Govt says Information Technology Agreement will be beneficial to India only when domestic manufacturing is robust
In the wake of the pact, which was signed last month, India is facing renewed pressure to sign the extended Information Technology Agreement (ITA).
India has been reluctant to sign the pact, saying the ITA will only be beneficial to the country when domestic manufacturing is robust.
Signing the agreement will also go against Prime Minister Modi’s Make in India push as it will make importing goods cheaper than manufacturing them locally. A government official said although India has lost China’s support in opposing the extended ITA, it will not sign it as yet.
“From the perspective of promotion of electronics manufacturing, it is not in our interest to sign,” the official said.
The first ITA was signed in 1997 and has not been reviewed since despite massive technological innovations and additions in the past 17 years. The official said even last time, all the countries did not sign the agreement in one go. The countries that are supporting the agreement are the first ones to sign, gradually building pressure on others to come on board.
“Only if we expand exports and local manufacturing is the ITA in our interest”, said the official, adding “So, it puts pressure (on us) in the sense that in the next two years we have to develop manufacturing.” There are signs of local production picking up, he noted.
Under the first phase of ITA, almost all prominent electronic items were covered and import duties on them were removed by all member countries so the import costs go down. However, the decision to sign the agreement is often considered to be one of the reasons for India’s lacklustre domestic electronics manufacturing ecosystem.
The official said despite the past debacle, India would like to sign the agreement, as it would give local firms access to a huge market.

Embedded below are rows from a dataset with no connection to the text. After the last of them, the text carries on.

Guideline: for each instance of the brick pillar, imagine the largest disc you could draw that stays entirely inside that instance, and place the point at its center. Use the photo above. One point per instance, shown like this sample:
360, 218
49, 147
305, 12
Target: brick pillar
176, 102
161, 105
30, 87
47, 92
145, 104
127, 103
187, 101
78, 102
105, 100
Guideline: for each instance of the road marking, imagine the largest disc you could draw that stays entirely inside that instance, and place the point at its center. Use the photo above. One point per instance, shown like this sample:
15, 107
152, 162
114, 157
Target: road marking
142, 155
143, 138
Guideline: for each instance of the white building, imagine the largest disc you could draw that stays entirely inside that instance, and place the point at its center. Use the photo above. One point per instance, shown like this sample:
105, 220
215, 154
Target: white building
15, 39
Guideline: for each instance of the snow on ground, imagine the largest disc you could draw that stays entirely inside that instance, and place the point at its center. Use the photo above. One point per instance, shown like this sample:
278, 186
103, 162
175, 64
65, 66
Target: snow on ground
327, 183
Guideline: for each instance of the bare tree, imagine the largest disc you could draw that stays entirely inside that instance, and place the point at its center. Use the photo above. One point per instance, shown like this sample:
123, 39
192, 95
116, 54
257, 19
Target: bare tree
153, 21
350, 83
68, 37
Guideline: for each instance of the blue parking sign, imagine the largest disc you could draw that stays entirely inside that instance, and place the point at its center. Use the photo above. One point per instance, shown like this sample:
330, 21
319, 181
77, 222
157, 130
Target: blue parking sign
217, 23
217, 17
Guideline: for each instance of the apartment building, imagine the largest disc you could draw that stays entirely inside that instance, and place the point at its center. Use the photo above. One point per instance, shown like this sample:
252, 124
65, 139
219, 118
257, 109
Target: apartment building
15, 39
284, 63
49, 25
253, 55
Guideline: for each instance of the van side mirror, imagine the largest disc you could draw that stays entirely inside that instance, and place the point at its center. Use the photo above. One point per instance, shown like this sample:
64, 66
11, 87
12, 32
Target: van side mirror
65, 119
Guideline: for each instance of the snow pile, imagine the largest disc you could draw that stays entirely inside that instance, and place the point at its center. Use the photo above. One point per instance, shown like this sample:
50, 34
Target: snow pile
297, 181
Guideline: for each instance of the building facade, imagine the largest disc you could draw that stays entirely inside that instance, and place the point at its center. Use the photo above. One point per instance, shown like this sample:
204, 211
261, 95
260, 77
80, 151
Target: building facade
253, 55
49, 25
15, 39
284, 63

The agreement covers 200 new tariff categories covering $1 trillion in global sales trade, according to the US government. It is also expected to create as many as 60,000 jobs in the US and increase global annual gross domestic product by $190 billion, according to a White House fact sheet.
In a recent interview to Business Standard, Arun Kumar, assistant secretary of commerce for global markets and director-general of the US and Foreign Commercial Service, had said: “We want to have low tariffs on information technology projects all over the world, it is all about being competitive and having choices.”